Haven’t we all gaped at the mystic world of the little mermaid, immersed ourselves in the enthralling tale of the emperor and his new clothes and allowed ourselves to be whisked away into the little universe of the ugly duckling? These fairy tales have sculpted our childhood by making our first acquaintance with the world out there, but there’s much more to them than meets the eye.
The perspicacious mind behind the creation of these timeless fairy tales was Hans Christian Andersen. Born to a downtrodden family exploited at the hands of abject poverty, Hans had an extremely arduous childhood. With a widowed mother working as a washerwoman, Hans had to fend for himself from an early age and struggled to get a basic education. This was when he wrote one of his first fairy tales, ‘The tallow candle’ which revolved around a candle which felt unappreciated and craved for some attention. Even the earliest works of Hans bear autobiographical hues in them, since he could see a reflection of his deepest anxieties and aspirations strewn in the tales he would weave. Even though there are numerous authors who have written to vent out and set their inner demons free, the way Hans sought solace was in a league of its own. He chose something as unsullied as fairy tales to express his darker side.
With the iconic tale of the ugly duckling, the story of a swan subjected to incessant chiding and incisive humiliation while being raised with a flock of ducks is trace, Hans is understood to be remembering in his own years of adolescence. The most intriguing and beguiling aspect of his manner of writing is that on the face of it, his stories are befitting to join a child’s world of wonders and flutter the wings of his imagination. However, a deeper inspection of his works would reveal the complexities entrenched in the social reality of existence. The narratives constructed by him are equipped to create a façade over darker undercurrent themes.
The little mermaid creates a yarn of an ironic tale of unrequited love which culminates in a painful tragedy. The story unravels to describe the moral dilemma of a mermaid who has fallen in love with a prince and is stuck in a quandary. She trades her voice for human form and owing to the lavishly sprinkled twists and turns in the narrative, finds herself with an unfulfilled desire for the prince’s love. It is unconventional to find fairy tales lacking the typical ‘happy ending’, but Hans, not being one to follow conventions, recognized the power of the little mermaid’s yearning and focussed the story on that subject. An even sadder story of unrequited love finds it’s mention in the tale of a one-legged tin soldier who falls in love with a beautiful ballerina caricature, and both the lovers unite as one as they melt into one pile of mass after being burnt in an accident. These stories appeal directly to the baser emotions of the reader.

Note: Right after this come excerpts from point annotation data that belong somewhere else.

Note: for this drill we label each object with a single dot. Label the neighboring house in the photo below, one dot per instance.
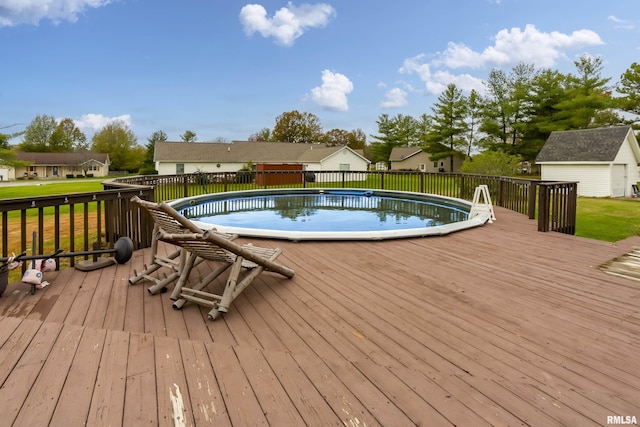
(59, 165)
(190, 157)
(604, 161)
(413, 158)
(7, 173)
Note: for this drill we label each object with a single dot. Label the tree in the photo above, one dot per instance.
(398, 131)
(473, 118)
(148, 164)
(548, 92)
(629, 85)
(119, 141)
(447, 135)
(336, 137)
(588, 94)
(357, 139)
(494, 163)
(67, 137)
(263, 134)
(507, 107)
(296, 127)
(189, 136)
(37, 137)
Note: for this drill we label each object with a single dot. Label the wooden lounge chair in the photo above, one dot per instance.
(210, 245)
(173, 262)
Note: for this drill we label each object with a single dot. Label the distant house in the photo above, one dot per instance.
(190, 157)
(413, 158)
(604, 161)
(61, 165)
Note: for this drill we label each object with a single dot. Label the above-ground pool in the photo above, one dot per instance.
(329, 214)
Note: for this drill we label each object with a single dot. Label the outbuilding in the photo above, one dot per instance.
(604, 161)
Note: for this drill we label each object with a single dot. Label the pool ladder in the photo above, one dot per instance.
(477, 207)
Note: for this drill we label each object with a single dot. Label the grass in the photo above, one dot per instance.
(597, 218)
(608, 219)
(48, 188)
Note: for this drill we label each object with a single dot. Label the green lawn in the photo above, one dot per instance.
(48, 188)
(608, 219)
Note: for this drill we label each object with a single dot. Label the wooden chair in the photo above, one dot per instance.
(245, 262)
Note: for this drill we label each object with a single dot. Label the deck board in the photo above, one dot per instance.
(498, 325)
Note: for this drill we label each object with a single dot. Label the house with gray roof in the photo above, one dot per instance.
(191, 157)
(604, 161)
(413, 158)
(61, 165)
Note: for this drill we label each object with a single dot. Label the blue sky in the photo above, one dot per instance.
(226, 69)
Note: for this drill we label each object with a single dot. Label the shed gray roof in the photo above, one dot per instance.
(242, 152)
(60, 159)
(585, 145)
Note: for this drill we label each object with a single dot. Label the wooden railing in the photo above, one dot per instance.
(554, 204)
(557, 207)
(75, 222)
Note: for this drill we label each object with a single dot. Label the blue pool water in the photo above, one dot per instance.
(299, 214)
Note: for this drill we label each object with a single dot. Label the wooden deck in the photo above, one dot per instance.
(499, 325)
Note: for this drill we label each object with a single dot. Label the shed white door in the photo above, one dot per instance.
(618, 180)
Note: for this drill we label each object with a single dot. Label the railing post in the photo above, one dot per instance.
(533, 193)
(185, 185)
(543, 207)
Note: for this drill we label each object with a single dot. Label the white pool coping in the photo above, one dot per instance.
(438, 230)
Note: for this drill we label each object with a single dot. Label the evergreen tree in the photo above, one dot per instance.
(447, 136)
(629, 85)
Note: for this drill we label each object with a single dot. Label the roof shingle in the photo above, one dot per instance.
(584, 145)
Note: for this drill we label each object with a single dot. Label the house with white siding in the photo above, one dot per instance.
(604, 161)
(191, 157)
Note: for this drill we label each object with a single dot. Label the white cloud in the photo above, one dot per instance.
(530, 46)
(90, 123)
(15, 12)
(621, 24)
(332, 94)
(288, 23)
(394, 98)
(418, 66)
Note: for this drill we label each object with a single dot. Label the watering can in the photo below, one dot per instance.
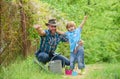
(55, 66)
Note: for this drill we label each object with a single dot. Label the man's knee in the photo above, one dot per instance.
(43, 57)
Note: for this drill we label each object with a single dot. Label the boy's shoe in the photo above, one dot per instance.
(82, 71)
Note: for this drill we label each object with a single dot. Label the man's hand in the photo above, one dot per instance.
(37, 26)
(39, 29)
(85, 17)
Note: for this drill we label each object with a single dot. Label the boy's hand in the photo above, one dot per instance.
(36, 26)
(85, 17)
(81, 42)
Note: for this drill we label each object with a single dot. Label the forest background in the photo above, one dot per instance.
(101, 33)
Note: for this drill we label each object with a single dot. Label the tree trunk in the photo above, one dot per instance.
(23, 26)
(0, 29)
(88, 3)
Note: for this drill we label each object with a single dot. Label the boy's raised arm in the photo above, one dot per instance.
(83, 22)
(60, 32)
(39, 29)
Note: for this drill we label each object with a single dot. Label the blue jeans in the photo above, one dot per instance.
(78, 57)
(44, 57)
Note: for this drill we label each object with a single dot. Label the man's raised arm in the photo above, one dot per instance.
(39, 29)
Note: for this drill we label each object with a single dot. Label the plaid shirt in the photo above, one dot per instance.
(49, 42)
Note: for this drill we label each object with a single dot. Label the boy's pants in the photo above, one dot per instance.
(79, 57)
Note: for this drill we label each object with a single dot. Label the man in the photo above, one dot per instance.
(49, 41)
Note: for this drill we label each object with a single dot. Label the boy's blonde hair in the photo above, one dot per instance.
(71, 23)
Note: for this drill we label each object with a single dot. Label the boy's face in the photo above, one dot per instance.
(70, 28)
(52, 29)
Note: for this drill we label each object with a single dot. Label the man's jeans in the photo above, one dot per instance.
(45, 57)
(78, 57)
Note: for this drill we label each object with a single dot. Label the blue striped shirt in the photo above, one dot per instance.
(49, 42)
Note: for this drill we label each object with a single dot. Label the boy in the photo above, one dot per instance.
(76, 44)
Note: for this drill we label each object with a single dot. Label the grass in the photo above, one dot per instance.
(27, 69)
(104, 71)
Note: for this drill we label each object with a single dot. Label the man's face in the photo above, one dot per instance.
(70, 28)
(52, 29)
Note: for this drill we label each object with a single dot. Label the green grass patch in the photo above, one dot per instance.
(105, 71)
(26, 69)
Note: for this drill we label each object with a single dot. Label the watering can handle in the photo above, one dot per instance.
(54, 56)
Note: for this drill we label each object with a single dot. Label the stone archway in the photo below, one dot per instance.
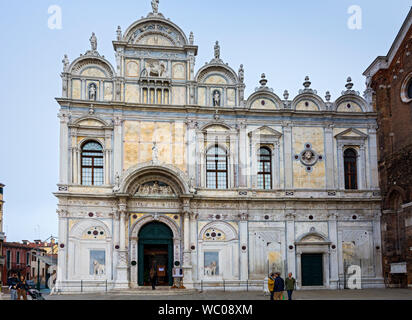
(134, 243)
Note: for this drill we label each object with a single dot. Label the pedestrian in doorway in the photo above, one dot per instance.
(153, 276)
(279, 287)
(22, 288)
(12, 283)
(290, 284)
(271, 285)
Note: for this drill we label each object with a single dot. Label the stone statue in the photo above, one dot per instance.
(216, 98)
(155, 152)
(241, 73)
(93, 42)
(217, 50)
(65, 63)
(117, 183)
(92, 92)
(191, 38)
(155, 6)
(119, 33)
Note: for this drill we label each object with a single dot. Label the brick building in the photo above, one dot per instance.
(389, 80)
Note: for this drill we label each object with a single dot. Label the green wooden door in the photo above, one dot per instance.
(312, 269)
(154, 235)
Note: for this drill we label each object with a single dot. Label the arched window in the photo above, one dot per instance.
(265, 169)
(350, 163)
(92, 164)
(216, 168)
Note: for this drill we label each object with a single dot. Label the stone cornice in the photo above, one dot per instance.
(238, 111)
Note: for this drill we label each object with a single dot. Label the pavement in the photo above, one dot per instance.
(366, 294)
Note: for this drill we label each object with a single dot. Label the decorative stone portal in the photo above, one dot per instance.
(312, 269)
(155, 248)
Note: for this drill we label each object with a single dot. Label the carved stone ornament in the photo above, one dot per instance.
(155, 188)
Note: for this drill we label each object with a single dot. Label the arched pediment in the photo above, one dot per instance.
(264, 100)
(155, 31)
(218, 74)
(92, 66)
(350, 103)
(146, 173)
(227, 231)
(216, 126)
(80, 229)
(91, 121)
(313, 237)
(308, 102)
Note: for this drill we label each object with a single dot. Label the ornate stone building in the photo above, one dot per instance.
(390, 85)
(164, 165)
(2, 235)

His tales are also described as morbid since the protagonist don’t often fit the moulds constructed by the society and is seen as an oddity or an outsider, be it the ugly duckling, the little mermaid or the beautiful Thumbelina, who had to marry a blind mole because of family constraints.
The magic of Hans Christian Anderson lies in the way in which he would cleverly mask these dark and vicious themes under the covers of plain and manipulative storytelling. It is indeed a master story-teller who could retain his edge in spite of the plaintive expectations from a typical fairy tale.